After a long bout with illness resulting from radiation for cancer, my mother took her own life. The pain and suffering was too much. She had tried many times before. Her heartache and pain was more than I could understand. She once told me, right after an attempted suicide when they had pumped her stomach, that we were selfish to want her to stay around. She was in so much pain. She just wanted it to end. Because she took as many as a hundred pills a day to help her live, she was what I later determined to be a drug-induced manic depressive. When she could not go to sleep she took sleeping pills. When she could not function for the day, she took her “peppy pills.” She was a mess.
She wanted to be a good mommy, and she did this by being tough, working hard and providing us with a home, toys and lots of pretty clothes. She never bought anything for herself. She said she was an old rose and did not need it, but we were young buds and we needed it.
During her lifetime, she helped many Asian women who immigrated from Korea, China, and Japan. She knew how hard it was to come to a foreign land and to find herself alone with strange foods and no friends. She became known as “sick Peggy.” She was loved by so many people. I was one of them.
I know she loved me. She said, “When I had Sheila, I could have given you back, but I kept you because I loved you. I did not treat you like Nancy’s mother.” At fourteen, being told you are adopted answers many questions, but the biggest one that every child needs to know the answer to is, “Am I loved?”
My mom loved me the best way she knew how. Having a “mean mommy” was what I needed. I am a person who learns through experience, and if the pain to change is not great enough, I won’t. Somehow she understood that about me. I am forever grateful to my mean mommy. I have missed her everyday since she died. I was twenty-two years old when she died. At twenty-two, I had already married and had a child, bought a house, gone back to school and become a hairdresser. My life is richer and full of love because my mean mommy paid the price as a parent and made me do the things I didn’t want to do so that I could have the things I have now.

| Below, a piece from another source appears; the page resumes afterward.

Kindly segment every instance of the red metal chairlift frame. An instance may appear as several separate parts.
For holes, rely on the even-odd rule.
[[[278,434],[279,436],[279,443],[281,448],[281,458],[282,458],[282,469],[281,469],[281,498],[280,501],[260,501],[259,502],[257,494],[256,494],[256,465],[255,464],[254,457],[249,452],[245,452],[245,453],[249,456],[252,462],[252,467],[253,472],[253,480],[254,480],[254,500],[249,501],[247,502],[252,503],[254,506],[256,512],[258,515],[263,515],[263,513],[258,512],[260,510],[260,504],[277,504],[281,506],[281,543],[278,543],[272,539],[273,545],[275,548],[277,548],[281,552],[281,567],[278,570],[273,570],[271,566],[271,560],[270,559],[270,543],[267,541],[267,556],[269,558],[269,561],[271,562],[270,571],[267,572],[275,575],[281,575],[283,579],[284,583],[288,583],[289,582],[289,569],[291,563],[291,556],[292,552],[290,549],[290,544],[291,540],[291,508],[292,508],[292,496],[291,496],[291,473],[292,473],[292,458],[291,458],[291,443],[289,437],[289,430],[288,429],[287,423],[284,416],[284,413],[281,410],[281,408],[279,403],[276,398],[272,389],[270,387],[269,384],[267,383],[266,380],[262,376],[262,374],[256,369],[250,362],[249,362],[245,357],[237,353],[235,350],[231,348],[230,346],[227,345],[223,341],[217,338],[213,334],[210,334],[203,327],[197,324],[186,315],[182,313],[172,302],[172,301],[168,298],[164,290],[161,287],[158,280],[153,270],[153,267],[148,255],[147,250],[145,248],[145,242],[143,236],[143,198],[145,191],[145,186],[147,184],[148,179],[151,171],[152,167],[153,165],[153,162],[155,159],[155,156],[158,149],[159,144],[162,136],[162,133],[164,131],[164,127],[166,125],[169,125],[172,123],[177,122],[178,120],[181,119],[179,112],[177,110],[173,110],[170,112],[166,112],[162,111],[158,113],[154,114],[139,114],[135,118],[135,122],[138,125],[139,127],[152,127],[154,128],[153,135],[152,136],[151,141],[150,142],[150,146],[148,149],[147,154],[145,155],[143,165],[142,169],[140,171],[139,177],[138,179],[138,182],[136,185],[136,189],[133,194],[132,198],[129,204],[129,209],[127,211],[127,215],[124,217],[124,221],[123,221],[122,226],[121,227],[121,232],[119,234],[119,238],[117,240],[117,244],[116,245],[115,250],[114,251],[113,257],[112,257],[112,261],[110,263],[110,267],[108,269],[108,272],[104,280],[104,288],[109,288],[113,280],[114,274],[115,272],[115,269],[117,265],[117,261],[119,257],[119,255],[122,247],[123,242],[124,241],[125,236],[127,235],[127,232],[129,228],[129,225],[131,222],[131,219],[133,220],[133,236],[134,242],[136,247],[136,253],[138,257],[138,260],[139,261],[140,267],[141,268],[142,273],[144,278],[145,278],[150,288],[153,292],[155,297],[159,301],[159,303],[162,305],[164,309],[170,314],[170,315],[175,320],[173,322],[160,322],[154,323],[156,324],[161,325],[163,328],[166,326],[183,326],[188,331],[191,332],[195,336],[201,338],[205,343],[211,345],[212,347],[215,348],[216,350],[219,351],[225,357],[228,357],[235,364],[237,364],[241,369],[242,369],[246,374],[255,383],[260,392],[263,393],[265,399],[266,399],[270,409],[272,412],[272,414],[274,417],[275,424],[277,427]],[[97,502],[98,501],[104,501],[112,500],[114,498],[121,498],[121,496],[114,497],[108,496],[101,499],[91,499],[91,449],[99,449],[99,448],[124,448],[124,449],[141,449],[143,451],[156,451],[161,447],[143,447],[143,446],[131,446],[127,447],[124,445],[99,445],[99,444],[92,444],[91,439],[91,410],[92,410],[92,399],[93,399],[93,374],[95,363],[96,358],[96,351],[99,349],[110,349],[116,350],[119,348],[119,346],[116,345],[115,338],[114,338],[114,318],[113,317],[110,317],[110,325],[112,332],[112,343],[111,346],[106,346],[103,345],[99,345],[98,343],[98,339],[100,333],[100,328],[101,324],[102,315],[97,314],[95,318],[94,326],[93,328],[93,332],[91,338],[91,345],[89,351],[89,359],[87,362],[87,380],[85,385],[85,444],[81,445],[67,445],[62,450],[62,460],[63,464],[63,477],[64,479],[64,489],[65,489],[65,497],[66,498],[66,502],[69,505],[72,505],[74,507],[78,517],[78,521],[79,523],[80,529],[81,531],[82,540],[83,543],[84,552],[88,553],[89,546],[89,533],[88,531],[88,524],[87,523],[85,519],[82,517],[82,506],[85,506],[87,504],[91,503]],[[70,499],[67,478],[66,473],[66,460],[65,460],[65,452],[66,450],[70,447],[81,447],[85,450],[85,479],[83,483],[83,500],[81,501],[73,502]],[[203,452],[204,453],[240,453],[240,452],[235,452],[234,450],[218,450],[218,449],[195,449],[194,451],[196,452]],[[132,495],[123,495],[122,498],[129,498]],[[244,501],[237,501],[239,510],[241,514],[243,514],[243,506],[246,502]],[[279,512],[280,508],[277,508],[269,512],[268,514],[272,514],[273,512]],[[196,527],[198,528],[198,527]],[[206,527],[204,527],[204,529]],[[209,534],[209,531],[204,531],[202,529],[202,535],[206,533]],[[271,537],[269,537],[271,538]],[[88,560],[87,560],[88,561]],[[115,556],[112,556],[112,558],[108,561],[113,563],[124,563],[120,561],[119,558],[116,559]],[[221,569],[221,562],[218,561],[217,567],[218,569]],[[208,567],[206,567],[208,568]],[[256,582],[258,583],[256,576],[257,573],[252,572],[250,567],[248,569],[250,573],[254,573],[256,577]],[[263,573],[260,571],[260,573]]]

“I love you Momma. Thank you for being my mean mommy.”
Adopted at birth and learning to cope with the various self-esteem challenges that come with that designation, Peggy Rose Webster created a career that allowed her the freedom of entrepreneurship and the blending of family. PeggyRose and her husband, Michael Webster, are the parents of four children, two biological and two adopted from Korea, and grandparents to six. In 2015, Peggy Rose met her four paternal half siblings. Since her beginning in the image and beauty business in 1975, Peggy Rose has been growing and learning to this day.